The following charities offer specialised guidance, support and information for people who are self-harming, as well as those who want to help them.
- SelfharmUK supports young people impacted by self-harm.
- Harmless provides a range of services about self-harm and suicide prevention.
- YoungMinds is for young people and their parents, teachers, friends and carers.
- LifeSIGNS offers online help about self-harm.
How can I help someone who is self-harming?
People stop self-harming when they feel they are ready, so telling them to ‘just stop it’ isn’t helpful. In fact, if you take the method of self-harming away from someone before they access professional help and learn new ways of coping, they may revert to another way of self-harming which can be dangerous, as they may hurt themselves even more than they mean to.
You might be the first person they have been able to talk to about this issue so be sure to remain non-judgemental, even if you feel uncomfortable with the subject of self-harm. It’s best to support the person in a non-judgemental way while encouraging them to speak to someone best placed to help them to explore alternatives to self-harm.

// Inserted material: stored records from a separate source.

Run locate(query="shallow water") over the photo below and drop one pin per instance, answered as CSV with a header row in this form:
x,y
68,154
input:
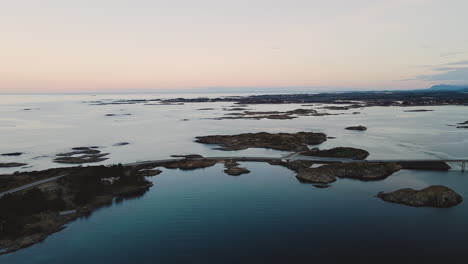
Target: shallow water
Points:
x,y
57,123
267,216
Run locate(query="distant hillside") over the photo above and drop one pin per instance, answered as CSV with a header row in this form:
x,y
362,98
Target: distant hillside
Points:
x,y
447,87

You might find it helpful to read this guide from LifeSIGNS on supporting people who self-harm before you approach the person.

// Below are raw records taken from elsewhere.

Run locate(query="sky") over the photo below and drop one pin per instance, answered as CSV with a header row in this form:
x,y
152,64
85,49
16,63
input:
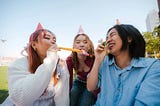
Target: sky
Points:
x,y
19,18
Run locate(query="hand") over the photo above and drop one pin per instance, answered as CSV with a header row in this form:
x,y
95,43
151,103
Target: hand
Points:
x,y
100,52
52,52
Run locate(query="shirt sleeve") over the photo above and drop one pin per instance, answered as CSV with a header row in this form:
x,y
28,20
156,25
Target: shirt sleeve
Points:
x,y
24,87
70,69
149,92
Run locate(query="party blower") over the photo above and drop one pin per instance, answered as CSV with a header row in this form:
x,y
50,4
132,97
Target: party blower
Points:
x,y
73,50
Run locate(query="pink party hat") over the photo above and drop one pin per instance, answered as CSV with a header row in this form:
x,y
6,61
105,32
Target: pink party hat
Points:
x,y
80,30
39,26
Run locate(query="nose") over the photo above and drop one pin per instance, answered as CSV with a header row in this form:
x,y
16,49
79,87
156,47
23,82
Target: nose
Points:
x,y
53,41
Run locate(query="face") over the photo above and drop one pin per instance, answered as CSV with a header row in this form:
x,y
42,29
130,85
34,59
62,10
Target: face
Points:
x,y
45,40
81,43
114,42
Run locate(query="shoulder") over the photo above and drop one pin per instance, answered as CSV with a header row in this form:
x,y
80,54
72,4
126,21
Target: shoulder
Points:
x,y
20,63
147,61
69,60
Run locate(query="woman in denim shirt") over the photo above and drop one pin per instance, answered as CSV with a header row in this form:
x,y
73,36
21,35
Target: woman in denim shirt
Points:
x,y
82,64
125,76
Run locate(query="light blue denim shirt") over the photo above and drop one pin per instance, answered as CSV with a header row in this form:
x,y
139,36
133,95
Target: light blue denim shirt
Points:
x,y
136,85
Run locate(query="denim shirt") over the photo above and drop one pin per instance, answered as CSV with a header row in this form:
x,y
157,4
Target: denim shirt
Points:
x,y
138,84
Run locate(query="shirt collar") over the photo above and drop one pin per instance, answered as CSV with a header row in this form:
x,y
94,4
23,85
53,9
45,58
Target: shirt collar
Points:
x,y
135,62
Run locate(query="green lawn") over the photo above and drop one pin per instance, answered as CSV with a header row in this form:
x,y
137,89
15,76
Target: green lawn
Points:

Some tips for talking to someone about self-harm
Ideally, you will have set aside distraction-free time for a face-to-face discussion, and it can be helpful to ask the person where they’d like to speak – giving them a choice is very empowering. Acknowledge how difficult it must be to open up about their self-harm but don’t focus on or encourage them to tell you details about specific injuries or behaviours. Instead talk about how they are feeling and what they are going through.
Other pointers include:
- Do your best to not react to whatever they’re telling you with shock or judgement. This might be very difficult for someone who has never come across self-harm, but keep in mind that this is a coping mechanism they’re using to deal with difficult emotions – not something to be judged.
- Acknowledge that you understand that self-harm is their way of coping and you’re interested to know what they’re finding difficult about life at the moment so that you can help them to find support.
- Don’t ask about how they self-harm – they’ll share this with you if they want to.
- Reassure them that you are there for them and will never give them an ultimatum to stop. This approach can drive self-harm underground, and they may not discuss the topic with you again.
- Resist the urge to control the outcome. You can suggest they get in touch with their GP (and offer to go with them), or offer to sit with them while they contact one of the organisations listed above. Remember, they’re in control of the pace and might need time to think about it.
- Be positive and let them know that you’re not judging them but want to help however they want you to.